The dull but efficient and unfazed Captain “Lucky” Jack Aubrey is in charge of the H.M.S. Surprise, a war ship sailing off the coast of Brazil with orders to intercept the rogue French vessel Acheron. The admiral’s orders read: “You will sink, burn or take her as a prize.” But in the dense fog the larger and superior Acheron catches the Surprise offguard and gets the upper hand, inflicting many casualties and rendering the British ship not fit for war duty. The ship’s sensitive surgeon, Dr. Stephen Maturin, performs an arm amputation on a brave Midshipman Blakeney (Pirkis). In addition to the lad’s serious injury (many of the seamen were merely children as young as 10), an old sea-dog, a carpenter’s mate (Bryan Dick), has his brains sewn back into his skull while he remains stoically absorbing all the pain. Instead of going home, Aubrey gets the vessel out of harm’s way and seeks to repair it at the Galapagos Islands. This pit stop allows Maturin to act like Charles Darwin (who came at a much later period to the islands) as he goes ashore hunting down cormorants and iguanas and the like, but before departing this primitive unexplored paradise there are some heavy-handed debating points exchanged between the buddy opposites about the importance of war superseding even the pursuit of knowledge. When not debating the nature of war, the cello playing physician and his viola playing commander, sit out a storm by playing a mean Mozart duet and seem to be in harmony as long as the establishment’s trusted warrior is in command.

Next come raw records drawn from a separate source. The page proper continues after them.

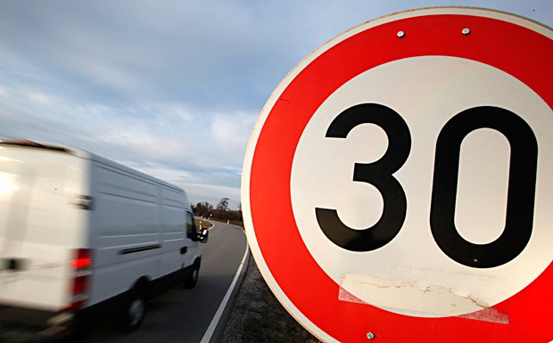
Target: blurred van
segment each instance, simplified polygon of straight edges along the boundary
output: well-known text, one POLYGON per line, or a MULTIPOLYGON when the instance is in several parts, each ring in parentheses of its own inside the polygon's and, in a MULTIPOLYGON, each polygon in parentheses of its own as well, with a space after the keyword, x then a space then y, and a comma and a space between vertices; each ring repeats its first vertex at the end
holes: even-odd
POLYGON ((195 285, 206 241, 179 187, 82 150, 0 139, 0 341, 111 314, 135 330, 148 298, 195 285))

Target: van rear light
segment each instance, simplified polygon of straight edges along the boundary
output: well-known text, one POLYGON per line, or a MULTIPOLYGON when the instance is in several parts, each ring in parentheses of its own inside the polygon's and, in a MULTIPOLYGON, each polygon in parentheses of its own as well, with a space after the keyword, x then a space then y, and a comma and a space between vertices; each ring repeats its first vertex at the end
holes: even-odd
POLYGON ((78 249, 74 250, 71 260, 73 280, 71 287, 71 305, 69 309, 78 310, 85 306, 88 298, 90 274, 92 274, 92 250, 78 249))

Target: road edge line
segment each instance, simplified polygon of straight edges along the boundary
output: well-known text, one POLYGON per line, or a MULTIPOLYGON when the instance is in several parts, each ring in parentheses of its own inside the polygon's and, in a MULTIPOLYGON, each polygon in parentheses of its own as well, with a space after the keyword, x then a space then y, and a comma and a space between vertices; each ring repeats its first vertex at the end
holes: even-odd
POLYGON ((230 283, 230 286, 228 287, 227 293, 225 294, 225 298, 223 298, 223 300, 219 304, 219 308, 217 309, 217 312, 215 313, 215 315, 213 316, 211 323, 210 323, 210 326, 208 326, 207 330, 205 331, 205 333, 203 334, 203 337, 202 338, 202 340, 200 341, 200 343, 210 343, 210 341, 211 340, 211 338, 213 337, 213 333, 215 332, 215 330, 217 329, 219 323, 219 321, 221 317, 223 316, 223 313, 225 312, 227 304, 230 300, 231 295, 233 294, 235 288, 236 284, 238 283, 238 279, 240 278, 242 270, 243 269, 244 265, 246 265, 249 252, 250 252, 250 246, 248 245, 246 241, 246 250, 243 254, 243 257, 242 258, 242 262, 240 262, 240 266, 238 267, 238 270, 236 271, 236 274, 235 275, 235 278, 230 283))

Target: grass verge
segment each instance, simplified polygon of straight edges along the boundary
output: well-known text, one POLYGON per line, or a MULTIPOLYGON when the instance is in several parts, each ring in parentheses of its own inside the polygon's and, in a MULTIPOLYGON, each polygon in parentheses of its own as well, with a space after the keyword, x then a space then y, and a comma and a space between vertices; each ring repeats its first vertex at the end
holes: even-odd
POLYGON ((280 305, 253 258, 235 301, 221 343, 319 343, 280 305))

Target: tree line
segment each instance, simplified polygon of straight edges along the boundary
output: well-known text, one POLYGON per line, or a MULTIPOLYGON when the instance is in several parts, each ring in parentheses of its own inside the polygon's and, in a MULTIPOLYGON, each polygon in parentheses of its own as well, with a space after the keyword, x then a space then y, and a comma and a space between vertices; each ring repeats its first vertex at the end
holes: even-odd
POLYGON ((222 198, 215 207, 207 201, 198 202, 192 204, 192 210, 196 216, 242 222, 242 205, 233 210, 228 208, 228 198, 222 198))

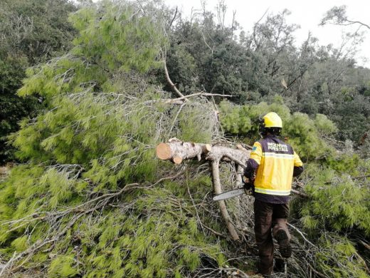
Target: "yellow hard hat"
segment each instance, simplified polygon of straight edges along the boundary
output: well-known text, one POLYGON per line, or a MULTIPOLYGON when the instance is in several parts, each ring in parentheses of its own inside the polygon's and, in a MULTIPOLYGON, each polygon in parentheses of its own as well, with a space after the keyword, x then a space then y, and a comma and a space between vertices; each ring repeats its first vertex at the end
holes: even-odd
POLYGON ((282 122, 279 115, 275 112, 270 112, 263 118, 265 128, 282 128, 282 122))

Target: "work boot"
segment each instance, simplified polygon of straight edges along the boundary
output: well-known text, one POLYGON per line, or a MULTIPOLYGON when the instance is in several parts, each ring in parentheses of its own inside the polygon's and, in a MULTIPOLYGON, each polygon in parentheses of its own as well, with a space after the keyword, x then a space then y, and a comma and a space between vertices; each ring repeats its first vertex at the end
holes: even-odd
POLYGON ((279 230, 275 236, 279 244, 279 251, 282 257, 289 258, 292 256, 292 247, 289 241, 289 237, 285 230, 279 230))

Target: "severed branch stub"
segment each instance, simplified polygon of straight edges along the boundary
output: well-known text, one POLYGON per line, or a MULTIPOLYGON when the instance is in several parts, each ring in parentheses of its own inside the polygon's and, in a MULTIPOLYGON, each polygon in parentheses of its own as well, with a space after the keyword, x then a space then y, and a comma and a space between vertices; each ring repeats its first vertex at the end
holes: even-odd
MULTIPOLYGON (((236 150, 218 145, 200 144, 183 142, 177 138, 171 138, 168 143, 162 143, 157 146, 157 156, 163 160, 170 160, 175 164, 181 164, 184 160, 197 158, 211 162, 213 189, 216 194, 222 193, 219 176, 220 161, 233 161, 244 165, 249 158, 250 151, 236 150)), ((238 240, 239 236, 232 223, 223 200, 218 201, 220 211, 226 223, 228 232, 233 240, 238 240)))

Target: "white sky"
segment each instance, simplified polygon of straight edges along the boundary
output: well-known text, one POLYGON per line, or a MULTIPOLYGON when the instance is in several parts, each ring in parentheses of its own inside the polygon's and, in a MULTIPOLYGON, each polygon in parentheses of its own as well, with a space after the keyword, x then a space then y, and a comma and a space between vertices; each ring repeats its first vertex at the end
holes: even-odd
MULTIPOLYGON (((170 6, 177 6, 188 17, 192 7, 201 8, 200 0, 164 0, 164 2, 170 6)), ((207 9, 216 11, 218 2, 218 0, 207 0, 207 9)), ((319 39, 320 45, 332 43, 334 46, 339 46, 342 42, 342 32, 356 29, 353 26, 318 26, 325 12, 334 6, 346 5, 349 19, 370 24, 370 0, 226 0, 225 4, 228 7, 226 25, 231 25, 233 11, 236 11, 236 19, 245 31, 252 30, 254 23, 268 9, 268 13, 273 14, 287 9, 292 13, 287 18, 287 22, 301 27, 295 34, 298 46, 307 39, 310 31, 312 36, 319 39)), ((359 48, 356 59, 358 66, 370 68, 370 30, 364 27, 361 29, 366 31, 365 40, 359 48)))

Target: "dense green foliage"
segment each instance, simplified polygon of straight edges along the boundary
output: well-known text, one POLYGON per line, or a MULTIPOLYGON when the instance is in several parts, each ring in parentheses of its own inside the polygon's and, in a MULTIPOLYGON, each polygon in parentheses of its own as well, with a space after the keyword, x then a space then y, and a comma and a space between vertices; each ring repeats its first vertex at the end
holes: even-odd
POLYGON ((38 96, 19 98, 28 66, 69 49, 75 34, 68 22, 76 7, 68 0, 4 0, 0 3, 0 164, 14 159, 6 136, 41 108, 38 96))
MULTIPOLYGON (((237 40, 236 24, 217 24, 206 10, 191 22, 147 1, 104 1, 72 14, 78 34, 71 48, 29 68, 18 90, 41 98, 44 110, 10 137, 25 164, 0 184, 0 262, 13 259, 15 272, 51 277, 216 277, 227 264, 250 270, 255 258, 238 263, 242 244, 223 236, 208 165, 175 168, 156 160, 154 148, 173 137, 252 144, 258 118, 275 111, 306 165, 295 184, 305 183, 309 196, 292 204, 292 222, 305 233, 293 235, 297 256, 288 271, 366 277, 370 255, 359 242, 370 236, 370 164, 348 139, 369 128, 369 71, 312 38, 295 47, 297 26, 286 23, 287 14, 268 16, 237 40), (162 90, 164 49, 185 94, 204 89, 234 97, 160 101, 173 96, 162 90)), ((19 68, 4 63, 4 72, 17 76, 9 73, 29 58, 14 61, 19 68)), ((15 90, 18 76, 4 88, 15 90)), ((221 170, 226 187, 238 185, 231 182, 233 166, 221 170)), ((252 227, 250 203, 227 205, 240 233, 252 227)))

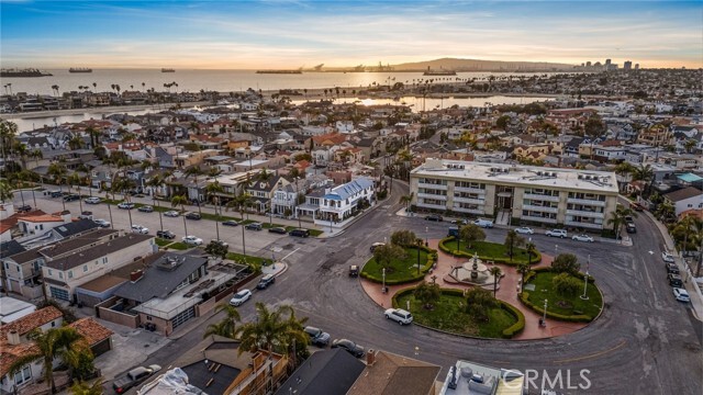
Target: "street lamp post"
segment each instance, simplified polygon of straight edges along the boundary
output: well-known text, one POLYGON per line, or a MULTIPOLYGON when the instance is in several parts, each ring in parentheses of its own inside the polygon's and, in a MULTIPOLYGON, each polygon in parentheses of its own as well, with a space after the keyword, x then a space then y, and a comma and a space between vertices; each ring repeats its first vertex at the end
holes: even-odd
POLYGON ((585 291, 589 287, 589 267, 591 266, 591 255, 589 253, 589 259, 585 263, 585 275, 583 276, 583 295, 581 295, 581 298, 583 301, 588 301, 589 296, 585 294, 585 291))

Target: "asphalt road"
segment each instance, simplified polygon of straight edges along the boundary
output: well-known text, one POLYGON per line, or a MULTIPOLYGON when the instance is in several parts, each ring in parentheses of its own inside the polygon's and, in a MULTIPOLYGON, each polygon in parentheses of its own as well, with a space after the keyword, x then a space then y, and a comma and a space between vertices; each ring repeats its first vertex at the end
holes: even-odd
MULTIPOLYGON (((370 244, 382 241, 397 229, 412 229, 419 237, 446 235, 447 223, 397 216, 394 213, 401 207, 399 196, 406 193, 408 187, 393 182, 393 188, 391 203, 382 203, 334 238, 299 239, 266 232, 249 237, 247 230, 248 253, 270 257, 276 250, 277 257, 288 256, 289 264, 289 270, 274 286, 255 292, 253 302, 290 304, 300 316, 309 317, 310 325, 323 328, 333 338, 345 337, 367 349, 382 349, 436 363, 443 366, 440 376, 457 359, 465 359, 496 368, 532 370, 528 377, 534 377, 529 381, 533 393, 543 386, 558 393, 701 393, 701 323, 691 316, 689 306, 673 298, 660 258, 662 237, 645 216, 635 219, 638 232, 633 235, 633 247, 557 240, 544 235, 532 238, 546 253, 571 252, 582 262, 590 255, 590 273, 603 292, 605 303, 603 314, 594 323, 571 335, 544 340, 467 339, 417 326, 401 327, 384 319, 382 308, 364 293, 358 280, 347 275, 349 264, 364 264, 369 258, 370 244)), ((52 211, 59 208, 60 202, 42 196, 38 205, 52 211)), ((78 212, 77 202, 67 205, 78 212)), ((104 205, 90 210, 108 218, 104 205)), ((132 215, 134 223, 152 232, 158 229, 156 213, 133 211, 132 215)), ((113 208, 113 219, 116 226, 129 225, 124 211, 113 208)), ((164 218, 164 222, 178 238, 182 236, 181 218, 164 218)), ((189 233, 205 240, 214 238, 212 222, 189 222, 188 226, 189 233)), ((233 250, 239 250, 241 232, 238 227, 228 228, 222 237, 230 241, 233 250)), ((504 237, 504 229, 487 229, 488 240, 502 242, 504 237)), ((254 318, 253 302, 239 308, 244 320, 254 318)), ((214 316, 203 320, 192 331, 152 354, 145 364, 169 366, 179 350, 193 347, 202 339, 204 328, 219 319, 214 316)), ((536 325, 527 323, 531 324, 536 325)))

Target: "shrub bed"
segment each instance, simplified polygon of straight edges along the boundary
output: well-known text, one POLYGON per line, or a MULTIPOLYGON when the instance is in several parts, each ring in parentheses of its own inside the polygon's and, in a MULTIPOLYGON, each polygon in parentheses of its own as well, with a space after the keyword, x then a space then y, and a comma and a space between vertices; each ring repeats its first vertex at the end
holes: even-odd
MULTIPOLYGON (((457 241, 455 237, 447 237, 439 240, 439 249, 446 253, 455 257, 473 258, 476 252, 479 259, 483 261, 493 261, 495 263, 503 263, 509 266, 517 266, 520 263, 527 263, 527 251, 523 248, 515 248, 513 260, 511 262, 507 253, 507 248, 498 242, 489 241, 473 241, 471 248, 467 248, 466 242, 461 242, 461 250, 457 250, 457 241)), ((537 264, 542 261, 542 255, 539 251, 532 257, 532 264, 537 264)))

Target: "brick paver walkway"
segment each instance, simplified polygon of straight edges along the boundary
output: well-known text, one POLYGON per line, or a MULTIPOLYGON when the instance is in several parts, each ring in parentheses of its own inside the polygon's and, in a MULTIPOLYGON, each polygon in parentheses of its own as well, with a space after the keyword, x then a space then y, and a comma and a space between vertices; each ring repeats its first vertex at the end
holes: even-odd
MULTIPOLYGON (((432 281, 431 278, 433 275, 436 275, 435 281, 442 287, 459 289, 459 290, 470 287, 470 285, 449 283, 444 280, 445 276, 449 274, 449 272, 451 271, 453 266, 458 264, 461 261, 467 261, 467 259, 466 258, 457 259, 450 255, 443 252, 442 250, 439 250, 438 244, 439 244, 439 240, 436 240, 436 239, 429 240, 429 247, 436 249, 438 252, 438 261, 434 272, 427 273, 427 275, 425 275, 425 280, 429 282, 432 281)), ((538 268, 538 267, 549 266, 553 259, 554 257, 543 253, 542 262, 533 267, 538 268)), ((520 283, 521 275, 520 273, 517 273, 516 268, 506 266, 506 264, 498 264, 498 267, 501 268, 501 270, 505 275, 499 282, 500 289, 498 290, 496 297, 501 301, 505 301, 512 304, 513 306, 517 307, 525 315, 525 329, 523 329, 523 331, 520 335, 515 336, 513 339, 521 339, 521 340, 543 339, 543 338, 548 338, 548 337, 554 337, 559 335, 566 335, 566 334, 573 332, 578 329, 581 329, 587 325, 582 323, 563 323, 563 321, 554 320, 551 318, 547 318, 547 325, 545 327, 540 327, 539 318, 542 318, 542 316, 533 312, 532 309, 525 307, 518 300, 517 286, 520 283)), ((395 294, 395 292, 406 287, 412 287, 415 285, 416 283, 390 285, 388 287, 389 289, 388 293, 384 294, 381 291, 380 284, 361 279, 361 286, 364 287, 364 291, 369 295, 369 297, 371 297, 371 300, 373 300, 373 302, 376 302, 378 305, 380 305, 383 308, 391 307, 392 305, 391 297, 395 294)), ((487 289, 489 291, 493 291, 492 285, 488 286, 487 289)))

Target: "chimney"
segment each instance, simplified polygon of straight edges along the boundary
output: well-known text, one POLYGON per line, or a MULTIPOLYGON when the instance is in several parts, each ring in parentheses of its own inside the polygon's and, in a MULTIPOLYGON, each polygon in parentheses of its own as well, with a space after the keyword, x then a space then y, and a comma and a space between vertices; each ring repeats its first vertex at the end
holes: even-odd
POLYGON ((142 276, 144 276, 144 270, 142 269, 135 270, 130 273, 130 281, 133 283, 137 282, 142 279, 142 276))
POLYGON ((21 342, 20 332, 18 332, 16 329, 8 331, 8 342, 12 346, 16 346, 21 342))
POLYGON ((376 363, 376 350, 369 349, 369 352, 366 353, 366 365, 372 366, 376 363))

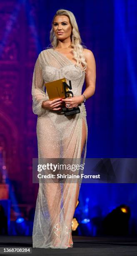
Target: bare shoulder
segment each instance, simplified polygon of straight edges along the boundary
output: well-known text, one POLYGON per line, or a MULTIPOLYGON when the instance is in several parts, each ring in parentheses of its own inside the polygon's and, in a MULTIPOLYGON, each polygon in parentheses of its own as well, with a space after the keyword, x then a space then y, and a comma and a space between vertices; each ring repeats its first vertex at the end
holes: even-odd
POLYGON ((94 54, 90 50, 83 48, 83 52, 87 61, 91 60, 95 61, 94 54))

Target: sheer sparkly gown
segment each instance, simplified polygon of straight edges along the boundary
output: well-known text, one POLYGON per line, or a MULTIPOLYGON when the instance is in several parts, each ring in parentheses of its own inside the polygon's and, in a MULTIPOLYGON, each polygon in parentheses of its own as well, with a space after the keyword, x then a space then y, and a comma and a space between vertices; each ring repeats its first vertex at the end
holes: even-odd
MULTIPOLYGON (((84 163, 86 154, 87 125, 84 103, 79 105, 80 113, 65 116, 61 111, 42 108, 49 100, 44 83, 65 77, 71 81, 74 96, 80 95, 85 72, 62 54, 47 49, 41 52, 35 63, 32 80, 32 110, 37 115, 37 135, 38 159, 78 158, 84 163), (86 139, 81 154, 82 125, 86 139)), ((68 248, 77 186, 81 179, 70 183, 39 183, 32 233, 33 247, 68 248)))

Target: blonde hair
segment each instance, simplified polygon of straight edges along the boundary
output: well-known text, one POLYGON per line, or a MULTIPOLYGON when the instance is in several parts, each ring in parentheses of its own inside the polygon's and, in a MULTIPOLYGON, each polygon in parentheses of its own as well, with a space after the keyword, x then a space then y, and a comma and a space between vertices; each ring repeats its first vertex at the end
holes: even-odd
POLYGON ((53 28, 53 21, 55 17, 57 15, 65 15, 67 16, 70 20, 71 26, 72 28, 72 33, 70 35, 71 46, 73 49, 72 52, 74 55, 74 59, 77 61, 76 66, 80 66, 82 65, 82 69, 85 71, 87 67, 87 63, 85 61, 85 57, 83 54, 83 48, 87 47, 82 45, 80 33, 77 25, 75 18, 73 13, 70 11, 63 9, 58 10, 55 15, 54 16, 52 23, 52 28, 50 31, 50 41, 52 48, 55 49, 58 43, 58 40, 55 35, 55 33, 53 28))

The second encounter with the French frigate also fails, as it’s viewed by the British crew with superstition as an elusive “phantom ship.” The Surprise was led into a trap by its clever enemy when sailing around Cape Horn. During the next pit stop the surgeon shows the captain an insect that makes itself look like a stick, and from hereon you can safely bet your favorite pirate Halloween costume that battle number three between the two sailing foes will have Lucky Jack use that as part of the trick strategy for the inevitable next confrontation.
To inspire his sailors for battle with his superior foe and show his mettle for leadership, Lucky Jack rhetorically asks them: “Do you want your children to grow up singing the ‘Marseillaise’?”
The film remains distant, hard to get emotionally worked up about its superficial theorizing of war and empire, hardly reaching any depth in exposing the personalities of its cardboard characters. But as a spectacular sea adventure it unfolds where heroics in battle and good leadership are made into the ultimate virtues of mankind. Both the advocates for peace and war are characterized as fair-minded and honest men, and are viewed as kindred souls–separated by at least two oceans from the corrupt politicians back home, who traffic in strife and profiteering. The salt water setting is employed as a metaphor for the courageous to show their stuff and for the weak to commit suicide. The war tension builds to the inevitable final battle between the more technically advanced vessel and the gallant underdog pursuer that knows what honor and respect and discipline mean for civilization. This beautifully photographed nautical tale amounts to the same glorification of war as those pre-Vietnam War Hollywood films regularly hoisted on the screen, as it is tuned into the British and American post-9/11 warlike mood of the majority. France, conveniently, is seen as an obstacle to peace. There’s no controversy in this well-told tale. The Australian Russell Crowe’s performance is broad and every bit as endearing as one of Errol Flynn’s empty matinee idol sea adventure roles, though the chubby looking Crowe’s bleached blond ponytail makes him appear a little tacky. When you add on the goose bump chills caused by the roaring cannonballs lighting up the pristine sea, the hardships of living in tight quarters at sea and the heroics in the face of carnage, it gives this man’s action film the electric charges that have always drawn those to the theater who like such escapist entertainment.
It was filmed in both Baja, Mexico and on the Galapagos Islands.